Let's look at other Arawakan languages to see if xara or jara probably meant lake. In Garifuna, lake is dúnaha. In Palikur, lake is mahakwa. In another Arawakan language, Lokono, sea is bará and, according to Goeje's The Arawak Language of Guiana, lake is kiraha. In Wayuu, on the other hand, lake is lamuuna and sea is palaa. In the Kalinago tongue, one sees tona for water or river and taonabo for pond or small lake. The 17th century French dictionaries for the language are not particularly useful here. Nonetheless, one can see some degree of resemblance between the Taino Xaragua and the Palikur mahakwa or the Lokono kiraha.
Interestingly, its on the Venezuelan coast, near the mouth of the Yaracuy river, where early European sources recorded a large village or town called Xaragua. According to Nikolaus Federmann's account of his explorations of the interior of Venezuela, this town or village was called Xaragua and located on the coast or near the shore, about 80 leagues east of Coro. This is actually not too far from the modern state of Aragua in Venezuela, which happens to include a large lake (Lake Valencia) in its territory as well as river also called Aragua.
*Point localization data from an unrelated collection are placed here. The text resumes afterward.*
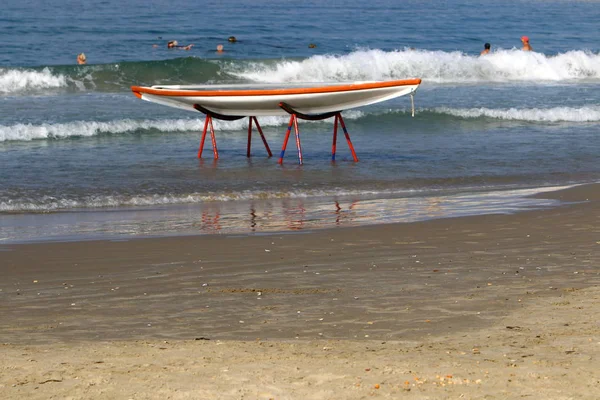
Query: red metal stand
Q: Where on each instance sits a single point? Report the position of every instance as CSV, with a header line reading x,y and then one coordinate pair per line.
x,y
207,122
294,115
261,135
209,117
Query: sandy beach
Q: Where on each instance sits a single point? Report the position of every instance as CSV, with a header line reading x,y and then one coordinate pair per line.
x,y
494,307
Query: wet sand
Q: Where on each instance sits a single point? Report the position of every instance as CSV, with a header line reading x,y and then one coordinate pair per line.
x,y
497,306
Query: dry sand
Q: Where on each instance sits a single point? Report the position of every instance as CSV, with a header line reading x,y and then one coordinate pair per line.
x,y
487,307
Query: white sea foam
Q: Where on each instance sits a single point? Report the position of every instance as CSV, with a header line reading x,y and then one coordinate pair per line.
x,y
51,203
433,66
14,81
28,132
556,114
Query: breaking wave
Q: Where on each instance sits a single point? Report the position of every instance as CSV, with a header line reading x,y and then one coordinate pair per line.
x,y
437,67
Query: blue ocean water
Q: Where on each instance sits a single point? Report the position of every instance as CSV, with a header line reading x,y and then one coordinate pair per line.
x,y
80,156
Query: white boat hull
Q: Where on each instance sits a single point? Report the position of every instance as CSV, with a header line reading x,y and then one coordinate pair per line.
x,y
231,101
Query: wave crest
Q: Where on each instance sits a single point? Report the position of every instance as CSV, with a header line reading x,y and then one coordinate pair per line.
x,y
14,81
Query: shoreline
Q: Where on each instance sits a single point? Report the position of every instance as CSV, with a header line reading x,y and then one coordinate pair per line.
x,y
266,216
498,305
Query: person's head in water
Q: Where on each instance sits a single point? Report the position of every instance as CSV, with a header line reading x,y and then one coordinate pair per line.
x,y
486,48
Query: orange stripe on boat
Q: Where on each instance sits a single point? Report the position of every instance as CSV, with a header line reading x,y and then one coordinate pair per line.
x,y
138,90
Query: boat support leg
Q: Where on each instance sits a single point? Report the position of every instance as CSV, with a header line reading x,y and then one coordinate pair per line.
x,y
287,136
341,120
294,115
207,123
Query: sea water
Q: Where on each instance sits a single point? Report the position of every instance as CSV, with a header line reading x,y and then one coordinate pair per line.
x,y
81,157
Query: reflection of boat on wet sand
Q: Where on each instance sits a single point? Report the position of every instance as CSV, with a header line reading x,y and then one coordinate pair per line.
x,y
310,102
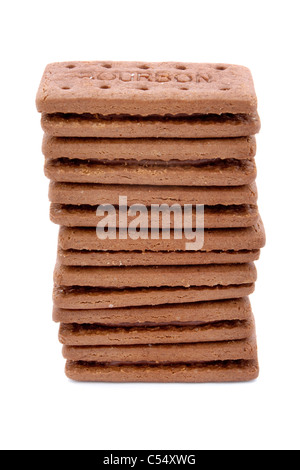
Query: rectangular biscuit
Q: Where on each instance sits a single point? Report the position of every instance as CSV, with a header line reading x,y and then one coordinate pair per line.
x,y
145,258
250,238
245,349
214,217
181,314
146,88
72,334
96,194
137,127
89,298
206,372
155,276
217,172
148,149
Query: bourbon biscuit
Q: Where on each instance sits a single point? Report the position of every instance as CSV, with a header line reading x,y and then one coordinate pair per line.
x,y
217,172
72,334
214,217
155,276
181,314
205,372
137,127
146,88
244,349
148,149
250,238
81,298
96,194
145,258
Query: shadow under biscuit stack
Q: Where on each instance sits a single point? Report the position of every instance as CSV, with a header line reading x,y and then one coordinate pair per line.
x,y
151,310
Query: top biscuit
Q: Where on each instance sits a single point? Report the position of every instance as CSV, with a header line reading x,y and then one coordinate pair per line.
x,y
138,88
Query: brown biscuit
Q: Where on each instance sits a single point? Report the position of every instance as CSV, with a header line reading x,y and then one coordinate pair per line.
x,y
165,354
92,298
162,258
155,276
96,194
250,238
219,371
148,149
72,334
192,313
136,127
206,173
146,88
214,217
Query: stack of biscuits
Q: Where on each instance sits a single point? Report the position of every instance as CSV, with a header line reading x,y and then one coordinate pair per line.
x,y
144,308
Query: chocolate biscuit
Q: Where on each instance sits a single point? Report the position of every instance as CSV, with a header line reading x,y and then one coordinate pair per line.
x,y
96,194
137,127
145,258
214,217
176,315
72,334
94,298
250,238
205,372
201,173
244,349
155,276
140,88
243,148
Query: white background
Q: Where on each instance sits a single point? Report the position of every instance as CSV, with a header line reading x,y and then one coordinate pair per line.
x,y
40,407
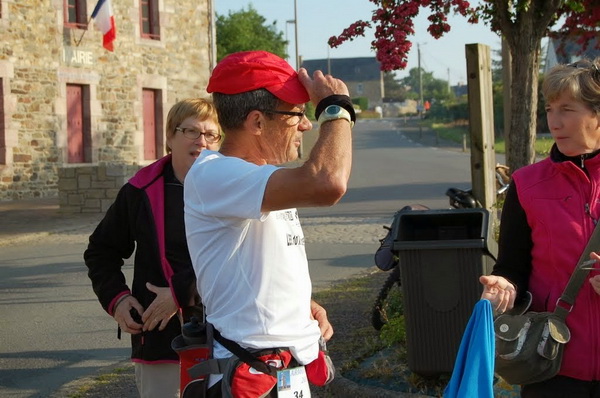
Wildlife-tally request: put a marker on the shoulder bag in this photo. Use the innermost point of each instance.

It is not entirely clear who the residents of the area were (another group of Caquetios, like the ones who guided Federmann to the area or Ciparicotos, who spoke a different language than the Caquetios?), but the appearance of the word Xaragua for an area near large lakes and rivers in both Hispaniola and Venezuela is not entirely coincidental, is it? The inhabitants of the area around Lake Valencia and today's Aragua may have been Caquetios or another Arawakan-speaking group, according to Los aborígenes del occidente de Venezuela, su historia, etnografía y afinidades lingüísticas by Alfredo Jahn. If so, perhaps the Xaragua name for the more distant coastal village was possibly reflecting a much larger area of connected peoples with rivers and lakes like the Yaracuy and Lake Valencia? It is difficult to say since Xaragua was not especially near Lake Valencia.
In short, Xaragua does indeed seem likely to mean lake or Lake Country. The Lokono and Palikur examples are close enough. The Venezuelan village visited by Federmann may have been populated by a Caquetio-speaking group, though that is pure speculation on our part. In Venezuela, the village or pueblo does not seem to have been exceptionally close to lakes, but Lake Valencia and the modern state of Aragua seem to be possibly linked to Caquetio or Arawakan-speakers in the precolonial area. If so, it may be additional evidence of Xaragua implying some type of connection or relationship with lakes and large bodies of water.